N-methylnicotinamide and nicotinamide N-methyltransferase are associated with microRNA-1291-altered pancreatic carcinoma cell metabolome and suppressed tumorigenesis

Abstract

The cell metabolome comprises abundant information that may be predictive of cell functions in response to epigenetic or genetic changes at different stages of cell proliferation and metastasis. An unbiased ultra-performance liquid chromatography-mass spectrometry-based metabolomics study revealed a significantly altered metabolome for human pancreatic carcinoma PANC-1 cells with gain-of-function non-coding microRNA-1291 (miR-1291), which led to a lower migration and invasion capacity as well as suppressed tumorigenesis in a xenograft tumor mouse model.

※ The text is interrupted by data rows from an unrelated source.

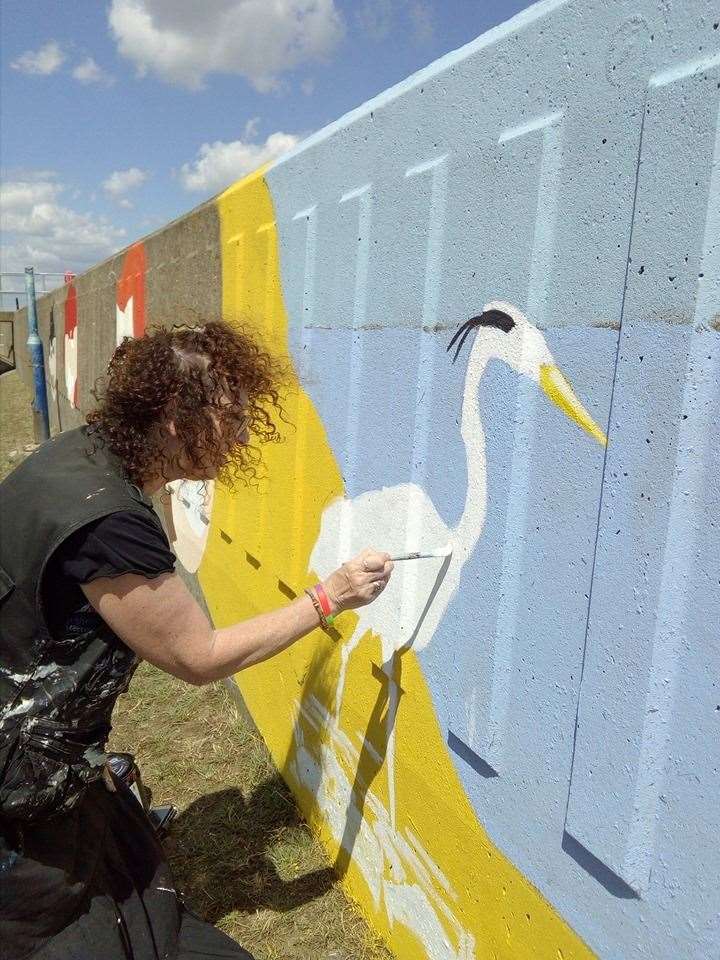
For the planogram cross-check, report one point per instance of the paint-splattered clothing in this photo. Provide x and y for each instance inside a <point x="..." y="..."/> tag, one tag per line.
<point x="57" y="692"/>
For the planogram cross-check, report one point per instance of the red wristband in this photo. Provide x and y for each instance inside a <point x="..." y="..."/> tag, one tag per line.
<point x="324" y="601"/>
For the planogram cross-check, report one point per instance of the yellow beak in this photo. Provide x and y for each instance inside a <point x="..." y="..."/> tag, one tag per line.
<point x="562" y="395"/>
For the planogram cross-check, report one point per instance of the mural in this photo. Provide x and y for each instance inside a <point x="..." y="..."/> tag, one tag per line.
<point x="404" y="517"/>
<point x="130" y="298"/>
<point x="71" y="346"/>
<point x="386" y="833"/>
<point x="513" y="753"/>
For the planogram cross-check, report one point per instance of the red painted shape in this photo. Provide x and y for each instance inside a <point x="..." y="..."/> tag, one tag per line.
<point x="131" y="285"/>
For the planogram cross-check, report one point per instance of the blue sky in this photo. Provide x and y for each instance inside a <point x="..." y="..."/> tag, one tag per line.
<point x="118" y="116"/>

A number of metabolites, including N-methylnicotinamide, involved in nicotinamide metabolism, and l-carnitine, isobutyryl-carnitine and isovaleryl-carnitine, involved in fatty acid metabolism, were elevated in miR-1291-expressing PANC-1. Notably, N-methylnicotinamide was elevated to the greatest extent, and this was associated with a sharp increase in nicotinamide N-methyltransferase (NNMT) mRNA level in miR-1291-expressing PANC-1 cells. In addition, expression of NNMT mRNA was inversely correlated with pancreatic tumor size in the xenograft mouse model. These results indicate that miR-1291-altered PANC-1 cell function is associated with the increase in N-methylnicotinamide level and NNMT expression, and in turn NNMT may be indicative of the extent of pancreatic carcinogenesis.

Fig. 1.

The morphology of control (A) and miR-1291-expressing PANC-1 (B) cells showed no difference, whereas an increased miR-1291 expression (C; *P < 0.05, Student’s t-test) led to a significant suppression (*P < 0.05, two-way analysis of variance) of cell proliferation (D). Values are mean ± SD (N = 6 in each group).

Fig. 2.

Transwell migration (A) and Matrigel invasion (B) capacity of the PANC-1-expressing cells with gained miR-1291 function were sharply reduced. Values are mean ± SD (N = 6 in each group). *P < 0.05, as compared to the control.

Fig. 3.

Scores scatter plot and loading S-plot from the supervised OPLS analyses distinguished miR-1291-expressing PANC-1 cells from the control cells. The top six ions (P1–P6) showing significant differences in two groups are marked in the S-plot. (A) Score plot under ESI⁺-HILIC mode; (B) score plot under ESI⁻-RPLC mode; (C) S-plot under ESI⁺-HILIC mode; (D) S-plot under ESI⁻-RPLC mode.

Fig. 4.

Cellular concentrations of NMN (A), taurine (B), l-carnitine (C), isobutyryl-carnitine (D) and isovaleryl-carnitine (E) as well as the relative levels of hydroxybutyryl-carnitine (F) in the control and miR-1291-expressing PANC-1 cells. Data were normalized to protein concentration of individual samples. Values are mean ± SD (N = 6 in each group). *P < 0.05, compared to the control.

Fig. 5.

Cellular mRNA levels of genes associated with the metabolomics markers including (A) NNMT, (B) CPT1A, (C) CPT1B, (D) CPT1C, (E) CPT2 and (F) CRAT. β-Actin was used as an internal control. Values are mean ± SD (N = 6 per group). *P < 0.05, compared to the control.

Fig. 6.

NNMT mRNA level was inversely related to the size of xenograft tumor. (A) Representative mice bearing xenograft tumors derived from miR-1291-expressing or control PANC-1 cells. (B) Growth of xenograft tumors was significantly different (*P < 0.05, two-way analysis of variance) between miR-1291-expressing and control PANC-1 cells. (C) Comparison of tumors excised from xenograft mice at week 7 after inoculation. (D) Weight of xenograft tumors harvested from mice. (E) Inverse relationship between the xenograft tumor size and cancerous NNMT mRNA level. Data mean ± SD (N = 6). *P < 0.05, compared to the control.